Length orders of curves on hyperbolic surfaces

YMSC Topology Seminar

Organizers：

陈伟彦、高鸿灏、黄意、林剑锋、孙巍峰

Speaker：

Binbin XU 徐彬斌 (Nankai)

Time：

Mon., 10:00-11:00 am, Mar.17, 2025

Venue：

B725, Shuangqing Complex Building A

Online：

Zoom Meeting ID: 405 416 0815

Password: 111111

Title:

Length orders of curves on hyperbolic surfaces

Abstract：

Let S be an oriented topological surface of finite type. Given a hyperbolic metric on S, there is an order among all homotopy classes of curves on S induced by comparing the lengths of their geodesic representatives. We call it the length order of curves induced by the given hyperbolic metric.

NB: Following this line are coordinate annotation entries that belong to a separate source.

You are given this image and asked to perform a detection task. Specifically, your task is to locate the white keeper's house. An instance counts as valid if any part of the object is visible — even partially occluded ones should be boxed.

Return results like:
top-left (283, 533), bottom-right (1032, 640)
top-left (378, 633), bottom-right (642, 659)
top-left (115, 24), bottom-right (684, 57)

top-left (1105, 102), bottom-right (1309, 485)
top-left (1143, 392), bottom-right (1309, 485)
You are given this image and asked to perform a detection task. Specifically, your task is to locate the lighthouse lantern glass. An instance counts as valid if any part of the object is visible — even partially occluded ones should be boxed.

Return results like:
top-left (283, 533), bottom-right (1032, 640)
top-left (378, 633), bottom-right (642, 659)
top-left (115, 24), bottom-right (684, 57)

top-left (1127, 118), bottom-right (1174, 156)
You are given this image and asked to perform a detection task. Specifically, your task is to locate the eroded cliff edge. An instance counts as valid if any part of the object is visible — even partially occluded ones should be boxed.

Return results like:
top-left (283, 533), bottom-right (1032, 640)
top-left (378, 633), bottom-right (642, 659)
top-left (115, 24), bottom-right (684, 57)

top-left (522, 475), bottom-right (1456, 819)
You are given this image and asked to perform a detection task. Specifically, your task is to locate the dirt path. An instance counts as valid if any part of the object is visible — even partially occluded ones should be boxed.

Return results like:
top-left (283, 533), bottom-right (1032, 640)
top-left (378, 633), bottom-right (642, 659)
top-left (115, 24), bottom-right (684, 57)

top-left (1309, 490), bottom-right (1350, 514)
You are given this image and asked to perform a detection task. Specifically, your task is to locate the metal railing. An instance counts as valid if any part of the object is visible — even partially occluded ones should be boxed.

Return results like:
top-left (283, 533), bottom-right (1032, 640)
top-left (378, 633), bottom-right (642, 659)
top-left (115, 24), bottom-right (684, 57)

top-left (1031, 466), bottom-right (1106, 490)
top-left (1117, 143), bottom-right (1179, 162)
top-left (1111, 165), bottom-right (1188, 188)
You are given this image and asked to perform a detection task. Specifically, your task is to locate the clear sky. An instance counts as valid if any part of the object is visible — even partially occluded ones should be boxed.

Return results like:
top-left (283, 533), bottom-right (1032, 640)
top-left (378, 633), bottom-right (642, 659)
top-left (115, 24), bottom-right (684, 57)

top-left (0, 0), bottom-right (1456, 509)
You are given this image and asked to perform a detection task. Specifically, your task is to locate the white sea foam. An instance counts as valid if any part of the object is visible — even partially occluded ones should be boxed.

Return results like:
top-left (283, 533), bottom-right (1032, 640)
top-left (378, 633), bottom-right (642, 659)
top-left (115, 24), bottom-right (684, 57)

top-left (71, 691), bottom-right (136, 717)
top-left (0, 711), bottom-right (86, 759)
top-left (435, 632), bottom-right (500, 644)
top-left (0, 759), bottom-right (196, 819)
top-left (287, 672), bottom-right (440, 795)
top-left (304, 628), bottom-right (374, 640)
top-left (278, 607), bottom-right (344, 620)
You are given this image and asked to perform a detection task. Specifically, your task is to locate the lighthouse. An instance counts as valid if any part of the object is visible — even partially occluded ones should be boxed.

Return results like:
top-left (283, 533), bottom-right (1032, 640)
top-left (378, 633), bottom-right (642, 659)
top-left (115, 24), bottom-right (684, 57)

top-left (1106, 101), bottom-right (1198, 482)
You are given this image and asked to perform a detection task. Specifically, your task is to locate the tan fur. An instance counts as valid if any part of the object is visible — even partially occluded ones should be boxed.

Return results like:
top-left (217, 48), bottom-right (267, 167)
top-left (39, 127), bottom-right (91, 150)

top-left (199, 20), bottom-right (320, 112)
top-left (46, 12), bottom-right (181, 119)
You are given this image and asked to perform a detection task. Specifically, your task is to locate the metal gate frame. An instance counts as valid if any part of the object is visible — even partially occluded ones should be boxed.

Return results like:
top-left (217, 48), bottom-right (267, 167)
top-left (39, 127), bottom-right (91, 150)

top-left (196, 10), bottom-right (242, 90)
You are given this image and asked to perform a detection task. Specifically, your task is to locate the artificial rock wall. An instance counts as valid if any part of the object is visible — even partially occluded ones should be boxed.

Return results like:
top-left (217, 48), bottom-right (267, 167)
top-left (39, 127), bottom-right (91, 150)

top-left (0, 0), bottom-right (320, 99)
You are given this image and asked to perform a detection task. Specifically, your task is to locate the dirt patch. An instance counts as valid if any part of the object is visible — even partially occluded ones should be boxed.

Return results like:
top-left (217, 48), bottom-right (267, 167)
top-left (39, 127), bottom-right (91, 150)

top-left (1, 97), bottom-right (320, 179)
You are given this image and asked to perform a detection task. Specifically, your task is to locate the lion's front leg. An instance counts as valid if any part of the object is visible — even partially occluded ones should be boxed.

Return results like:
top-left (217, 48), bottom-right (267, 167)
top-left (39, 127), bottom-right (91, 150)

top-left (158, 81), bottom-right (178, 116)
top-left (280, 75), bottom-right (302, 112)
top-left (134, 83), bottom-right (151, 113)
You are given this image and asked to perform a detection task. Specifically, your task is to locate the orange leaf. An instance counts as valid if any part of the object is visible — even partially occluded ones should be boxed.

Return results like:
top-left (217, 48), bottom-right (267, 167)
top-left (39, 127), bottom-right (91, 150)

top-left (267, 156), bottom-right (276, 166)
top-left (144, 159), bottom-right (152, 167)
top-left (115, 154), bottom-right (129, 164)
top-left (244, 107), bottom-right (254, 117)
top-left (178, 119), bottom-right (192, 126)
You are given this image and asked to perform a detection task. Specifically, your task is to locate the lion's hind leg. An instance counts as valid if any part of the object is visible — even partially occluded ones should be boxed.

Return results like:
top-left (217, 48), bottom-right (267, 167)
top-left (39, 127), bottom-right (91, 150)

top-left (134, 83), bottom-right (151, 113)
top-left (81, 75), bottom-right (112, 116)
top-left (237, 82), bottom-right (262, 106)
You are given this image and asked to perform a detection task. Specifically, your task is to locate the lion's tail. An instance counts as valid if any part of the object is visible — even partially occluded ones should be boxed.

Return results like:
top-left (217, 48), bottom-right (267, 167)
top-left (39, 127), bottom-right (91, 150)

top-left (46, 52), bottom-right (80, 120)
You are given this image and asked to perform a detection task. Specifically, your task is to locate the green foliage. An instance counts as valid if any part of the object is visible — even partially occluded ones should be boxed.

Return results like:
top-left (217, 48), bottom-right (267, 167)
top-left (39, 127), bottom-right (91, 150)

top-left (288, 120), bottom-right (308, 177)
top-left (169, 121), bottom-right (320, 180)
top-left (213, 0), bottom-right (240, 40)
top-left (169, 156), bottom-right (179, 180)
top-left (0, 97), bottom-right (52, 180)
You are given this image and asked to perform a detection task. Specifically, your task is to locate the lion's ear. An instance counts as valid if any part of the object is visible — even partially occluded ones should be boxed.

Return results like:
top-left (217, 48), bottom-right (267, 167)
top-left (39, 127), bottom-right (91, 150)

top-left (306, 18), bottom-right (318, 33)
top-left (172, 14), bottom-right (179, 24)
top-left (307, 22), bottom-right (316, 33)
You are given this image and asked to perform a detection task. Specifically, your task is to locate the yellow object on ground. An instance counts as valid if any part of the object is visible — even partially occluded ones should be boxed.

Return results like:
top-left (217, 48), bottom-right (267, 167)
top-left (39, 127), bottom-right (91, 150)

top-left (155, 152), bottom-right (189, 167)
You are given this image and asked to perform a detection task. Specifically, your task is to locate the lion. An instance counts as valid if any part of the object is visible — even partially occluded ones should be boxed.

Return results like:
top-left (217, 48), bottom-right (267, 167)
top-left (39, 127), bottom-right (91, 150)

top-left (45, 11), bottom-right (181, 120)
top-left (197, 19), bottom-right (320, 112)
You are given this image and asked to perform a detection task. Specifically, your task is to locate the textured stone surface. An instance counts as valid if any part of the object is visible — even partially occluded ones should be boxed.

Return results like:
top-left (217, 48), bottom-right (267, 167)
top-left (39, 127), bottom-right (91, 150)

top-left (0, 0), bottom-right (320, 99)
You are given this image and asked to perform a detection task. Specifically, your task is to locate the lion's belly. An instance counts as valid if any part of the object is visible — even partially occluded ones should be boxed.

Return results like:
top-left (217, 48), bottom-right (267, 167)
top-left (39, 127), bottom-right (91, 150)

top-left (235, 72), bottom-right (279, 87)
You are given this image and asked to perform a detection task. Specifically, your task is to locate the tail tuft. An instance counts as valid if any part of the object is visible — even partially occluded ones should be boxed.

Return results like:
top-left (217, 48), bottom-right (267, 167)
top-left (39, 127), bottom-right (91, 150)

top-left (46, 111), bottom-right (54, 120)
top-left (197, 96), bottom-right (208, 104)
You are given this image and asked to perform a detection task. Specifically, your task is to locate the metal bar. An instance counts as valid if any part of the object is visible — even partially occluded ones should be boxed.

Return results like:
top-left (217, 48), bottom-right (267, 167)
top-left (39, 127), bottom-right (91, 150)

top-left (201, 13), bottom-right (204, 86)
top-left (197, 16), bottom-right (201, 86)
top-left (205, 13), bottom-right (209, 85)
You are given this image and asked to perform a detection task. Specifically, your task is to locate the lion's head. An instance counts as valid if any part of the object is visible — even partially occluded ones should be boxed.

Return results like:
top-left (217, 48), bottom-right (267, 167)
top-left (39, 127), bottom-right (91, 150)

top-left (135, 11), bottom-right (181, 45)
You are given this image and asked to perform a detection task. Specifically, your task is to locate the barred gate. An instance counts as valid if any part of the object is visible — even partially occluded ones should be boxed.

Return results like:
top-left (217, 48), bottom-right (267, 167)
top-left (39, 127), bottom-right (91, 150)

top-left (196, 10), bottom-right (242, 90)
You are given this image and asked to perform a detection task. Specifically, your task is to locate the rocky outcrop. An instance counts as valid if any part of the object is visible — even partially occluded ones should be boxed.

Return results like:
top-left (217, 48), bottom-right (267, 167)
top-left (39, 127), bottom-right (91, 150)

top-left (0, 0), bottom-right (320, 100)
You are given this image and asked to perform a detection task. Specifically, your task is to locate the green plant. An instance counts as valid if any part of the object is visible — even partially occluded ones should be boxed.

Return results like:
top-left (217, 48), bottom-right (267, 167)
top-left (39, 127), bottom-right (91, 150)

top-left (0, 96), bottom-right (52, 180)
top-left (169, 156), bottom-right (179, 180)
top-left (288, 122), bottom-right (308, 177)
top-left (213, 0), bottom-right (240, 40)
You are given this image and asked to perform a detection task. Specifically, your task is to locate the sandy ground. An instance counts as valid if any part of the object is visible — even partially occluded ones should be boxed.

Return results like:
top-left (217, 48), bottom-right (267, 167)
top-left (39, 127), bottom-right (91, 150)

In a collaboration with Hugo Parlier and Hanh Vo, we show that given any pair of distinct points in the Teichmüller space T(S) of S, there exist two homotopy classes of curves on S, such that the two given points of T(S) induce different length order on them. Hence the length orders of curves on S can determine points in T(S). This result is a generalization of a result of Greg McShane and Hugo Parlier. We also study the homotopy classes of curves whose length order never changes as the hyperbolic metric varies, and introduce a way to construct such examples.